M0 | M1 (Laplace) | M1 (MCMC) | |
---|---|---|---|
(Intercept) | −1.645 | −1.720 | −1.757 |
(0.069) | (0.056) | (0.056) | |
sd__(Intercept) | 0.749 | 0.521 | 0.523 |
(0.054) | |||
meanses | 1.401 | 1.455 | |
(0.135) | (0.139) | ||
ses_cmc | 0.585 | 0.594 | |
(0.053) | (0.057) | ||
sd__ses_cmc | 0.110 | 0.110 | |
(0.070) | |||
cor__(Intercept).ses_cmc | −1.000 | −0.482 | |
(0.438) | |||
Num.Obs. | 7185 | 7185 | 7185 |
AIC | 6489.2 | 6279.6 | |
BIC | 6502.9 | 6320.9 | |
Log.Lik. | −3242.585 | −3133.797 | |
algorithm | sampling | ||
pss | 4000.000 |
In MLM, we need to distinguish two types of interpretations of coefficients:
In a linear model, the coefficients under CS and under PA are the same, so we did not pay too much attention to the distinction. However, in generalized linear models, such as logistic models, with the same data, one gets different coefficients by fitting a conditional (e.g., MLM) vs. a marginal model (e.g., GEE).
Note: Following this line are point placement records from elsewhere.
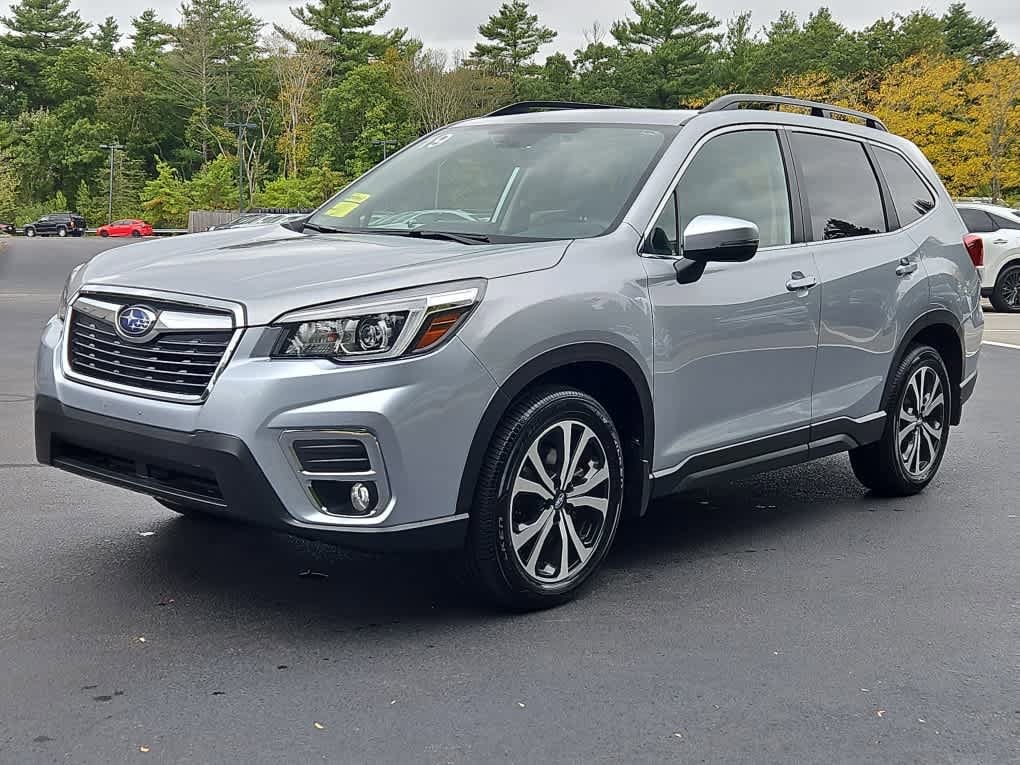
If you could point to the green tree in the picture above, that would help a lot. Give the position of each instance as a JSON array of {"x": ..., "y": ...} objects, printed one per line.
[
  {"x": 38, "y": 31},
  {"x": 514, "y": 36},
  {"x": 678, "y": 42},
  {"x": 150, "y": 38},
  {"x": 106, "y": 37},
  {"x": 347, "y": 26},
  {"x": 970, "y": 37}
]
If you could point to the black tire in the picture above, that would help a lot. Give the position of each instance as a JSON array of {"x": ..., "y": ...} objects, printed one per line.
[
  {"x": 1006, "y": 295},
  {"x": 882, "y": 466},
  {"x": 536, "y": 420}
]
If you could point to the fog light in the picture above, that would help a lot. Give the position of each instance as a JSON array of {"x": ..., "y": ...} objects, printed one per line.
[{"x": 361, "y": 498}]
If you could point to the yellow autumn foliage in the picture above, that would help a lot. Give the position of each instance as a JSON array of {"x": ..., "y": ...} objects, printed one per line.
[{"x": 965, "y": 118}]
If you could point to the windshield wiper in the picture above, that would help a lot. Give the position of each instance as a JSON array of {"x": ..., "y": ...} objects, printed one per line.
[
  {"x": 463, "y": 238},
  {"x": 326, "y": 228}
]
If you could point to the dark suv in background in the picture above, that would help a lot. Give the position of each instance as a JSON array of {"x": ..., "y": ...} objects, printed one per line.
[{"x": 57, "y": 223}]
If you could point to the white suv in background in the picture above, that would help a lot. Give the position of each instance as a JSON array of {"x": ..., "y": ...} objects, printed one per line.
[{"x": 999, "y": 228}]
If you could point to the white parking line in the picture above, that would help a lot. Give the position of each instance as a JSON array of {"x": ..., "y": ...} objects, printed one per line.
[{"x": 1000, "y": 345}]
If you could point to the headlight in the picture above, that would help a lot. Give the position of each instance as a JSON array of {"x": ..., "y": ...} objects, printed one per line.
[
  {"x": 65, "y": 293},
  {"x": 383, "y": 329}
]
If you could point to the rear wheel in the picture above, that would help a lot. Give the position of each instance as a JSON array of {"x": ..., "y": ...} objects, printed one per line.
[
  {"x": 1006, "y": 295},
  {"x": 917, "y": 427},
  {"x": 548, "y": 501}
]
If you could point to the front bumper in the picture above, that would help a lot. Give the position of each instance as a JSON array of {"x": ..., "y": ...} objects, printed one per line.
[
  {"x": 230, "y": 453},
  {"x": 211, "y": 470}
]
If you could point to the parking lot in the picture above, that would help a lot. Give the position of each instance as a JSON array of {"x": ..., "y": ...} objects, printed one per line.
[{"x": 789, "y": 617}]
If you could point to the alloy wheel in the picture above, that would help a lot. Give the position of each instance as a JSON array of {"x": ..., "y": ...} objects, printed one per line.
[
  {"x": 921, "y": 422},
  {"x": 559, "y": 502},
  {"x": 1011, "y": 288}
]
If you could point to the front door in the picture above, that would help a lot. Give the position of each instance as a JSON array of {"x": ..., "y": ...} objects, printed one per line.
[{"x": 734, "y": 352}]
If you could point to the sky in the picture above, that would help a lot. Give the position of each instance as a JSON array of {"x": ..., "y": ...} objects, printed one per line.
[{"x": 452, "y": 24}]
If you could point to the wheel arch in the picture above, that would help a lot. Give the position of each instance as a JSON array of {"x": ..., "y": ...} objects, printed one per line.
[
  {"x": 941, "y": 329},
  {"x": 606, "y": 372}
]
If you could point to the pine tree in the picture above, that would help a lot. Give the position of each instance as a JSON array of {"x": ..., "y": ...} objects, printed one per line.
[
  {"x": 970, "y": 37},
  {"x": 514, "y": 36},
  {"x": 38, "y": 31},
  {"x": 677, "y": 41},
  {"x": 106, "y": 36},
  {"x": 347, "y": 27}
]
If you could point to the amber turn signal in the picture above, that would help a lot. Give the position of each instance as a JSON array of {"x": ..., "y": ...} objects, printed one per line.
[{"x": 437, "y": 327}]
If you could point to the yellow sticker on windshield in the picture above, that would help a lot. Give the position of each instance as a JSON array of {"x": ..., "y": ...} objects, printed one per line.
[{"x": 347, "y": 205}]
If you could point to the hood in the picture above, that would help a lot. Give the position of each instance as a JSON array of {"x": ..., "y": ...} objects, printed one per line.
[{"x": 271, "y": 270}]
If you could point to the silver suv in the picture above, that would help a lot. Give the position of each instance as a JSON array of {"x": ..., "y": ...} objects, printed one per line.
[{"x": 522, "y": 327}]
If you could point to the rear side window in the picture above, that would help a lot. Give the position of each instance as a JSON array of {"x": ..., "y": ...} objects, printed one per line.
[
  {"x": 911, "y": 196},
  {"x": 839, "y": 186},
  {"x": 1004, "y": 222},
  {"x": 977, "y": 221}
]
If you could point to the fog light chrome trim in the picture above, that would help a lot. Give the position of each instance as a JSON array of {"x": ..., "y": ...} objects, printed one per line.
[{"x": 376, "y": 474}]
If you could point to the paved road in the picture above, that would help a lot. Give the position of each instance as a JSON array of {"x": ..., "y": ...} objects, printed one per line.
[{"x": 785, "y": 618}]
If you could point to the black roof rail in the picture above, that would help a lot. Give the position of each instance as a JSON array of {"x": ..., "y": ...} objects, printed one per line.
[
  {"x": 817, "y": 109},
  {"x": 523, "y": 107}
]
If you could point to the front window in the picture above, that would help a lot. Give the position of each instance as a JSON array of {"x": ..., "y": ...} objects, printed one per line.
[{"x": 503, "y": 183}]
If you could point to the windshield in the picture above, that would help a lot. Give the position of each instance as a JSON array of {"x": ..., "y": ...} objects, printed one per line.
[{"x": 504, "y": 183}]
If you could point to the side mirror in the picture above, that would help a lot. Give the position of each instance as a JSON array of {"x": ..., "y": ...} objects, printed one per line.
[{"x": 718, "y": 239}]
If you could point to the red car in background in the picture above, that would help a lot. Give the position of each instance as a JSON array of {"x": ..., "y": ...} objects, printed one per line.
[{"x": 125, "y": 228}]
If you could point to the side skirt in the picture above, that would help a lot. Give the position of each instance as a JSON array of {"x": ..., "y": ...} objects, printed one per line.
[{"x": 780, "y": 450}]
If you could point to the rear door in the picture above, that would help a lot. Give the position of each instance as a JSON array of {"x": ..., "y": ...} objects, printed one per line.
[
  {"x": 873, "y": 283},
  {"x": 734, "y": 351}
]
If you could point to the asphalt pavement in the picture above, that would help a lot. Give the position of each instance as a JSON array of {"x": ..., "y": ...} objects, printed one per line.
[{"x": 789, "y": 617}]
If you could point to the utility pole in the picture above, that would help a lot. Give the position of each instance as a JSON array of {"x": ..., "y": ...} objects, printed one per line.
[
  {"x": 241, "y": 128},
  {"x": 386, "y": 145},
  {"x": 113, "y": 148}
]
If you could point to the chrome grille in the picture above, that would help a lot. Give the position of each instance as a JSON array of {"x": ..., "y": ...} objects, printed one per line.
[{"x": 176, "y": 363}]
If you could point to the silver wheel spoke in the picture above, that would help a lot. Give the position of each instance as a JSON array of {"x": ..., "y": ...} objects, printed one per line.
[
  {"x": 532, "y": 559},
  {"x": 591, "y": 482},
  {"x": 571, "y": 466},
  {"x": 905, "y": 431},
  {"x": 523, "y": 486},
  {"x": 596, "y": 503},
  {"x": 536, "y": 459},
  {"x": 527, "y": 532},
  {"x": 582, "y": 552},
  {"x": 932, "y": 405},
  {"x": 564, "y": 550}
]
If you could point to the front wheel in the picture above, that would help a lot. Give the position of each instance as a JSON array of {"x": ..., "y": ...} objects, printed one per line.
[
  {"x": 917, "y": 427},
  {"x": 1006, "y": 295},
  {"x": 548, "y": 501}
]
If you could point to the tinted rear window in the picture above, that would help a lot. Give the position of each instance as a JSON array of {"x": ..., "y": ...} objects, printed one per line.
[
  {"x": 840, "y": 187},
  {"x": 977, "y": 221},
  {"x": 911, "y": 196}
]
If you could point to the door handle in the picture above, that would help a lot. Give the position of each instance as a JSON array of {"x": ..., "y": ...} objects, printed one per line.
[
  {"x": 799, "y": 282},
  {"x": 907, "y": 266}
]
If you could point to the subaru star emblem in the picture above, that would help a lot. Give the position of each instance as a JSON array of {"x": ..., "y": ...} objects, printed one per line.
[{"x": 136, "y": 321}]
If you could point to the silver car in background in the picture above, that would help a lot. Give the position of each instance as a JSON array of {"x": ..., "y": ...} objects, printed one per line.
[{"x": 520, "y": 328}]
I have some discussions at https://quantscience.rbind.io/2020/12/28/unit-specific-vs-population-average-models/. You may also check out an example in this paper: https://journals.sagepub.com/doi/full/10.3102/10769986211017480
The GLMMadaptive
package computes coefficients in both
CS and PA. Below is an example showing the difference:
library(GLMMadaptive)
m1_pa <- mixed_model(mathcom ~ meanses + ses_cmc,
random = ~ ses_cmc | id,
data = hsball,
family = binomial("logit"))
# Unit-specific
summary(m1_pa)
>#
># Call:
># mixed_model(fixed = mathcom ~ meanses + ses_cmc, random = ~ses_cmc |
># id, data = hsball, family = binomial("logit"))
>#
># Data Descriptives:
># Number of Observations: 7185
># Number of Groups: 160
>#
># Model:
># family: binomial
># link: logit
>#
># Fit statistics:
># log.Lik AIC BIC
># -3128 6268 6287
>#
># Random effects covariance matrix:
># StdDev Corr
># (Intercept) 0.5180
># ses_cmc 0.1174 -0.9369
>#
># Fixed effects:
># Estimate Std.Err z-value p-value
># (Intercept) -1.7584 0.0570 -30.87 <1e-04
># meanses 1.4370 0.1357 10.59 <1e-04
># ses_cmc 0.6057 0.0560 10.81 <1e-04
>#
># Integration:
># method: adaptive Gauss-Hermite quadrature rule
># quadrature points: 11
>#
># Optimization:
># method: hybrid EM and quasi-Newton
># converged: TRUE
# Population-average
marginal_coefs(m1_pa, std_errors = TRUE)
># Estimate Std.Err z-value p-value
># (Intercept) -1.6713 0.0917 -18.227 <1e-04
># meanses 1.3913 0.1312 10.603 <1e-04
># ses_cmc 0.5497 0.0689 7.974 <1e-04
The main thing to note is that when interpreting coefficients in MLM using something other than the identity link, one should note the coefficients are conditional on the random effects. If the interest is in making statements about population-average predictions, such as the difference in probabilities of being commended for students with high and low SES, across all schools, then one needs to obtain the population-average coefficients.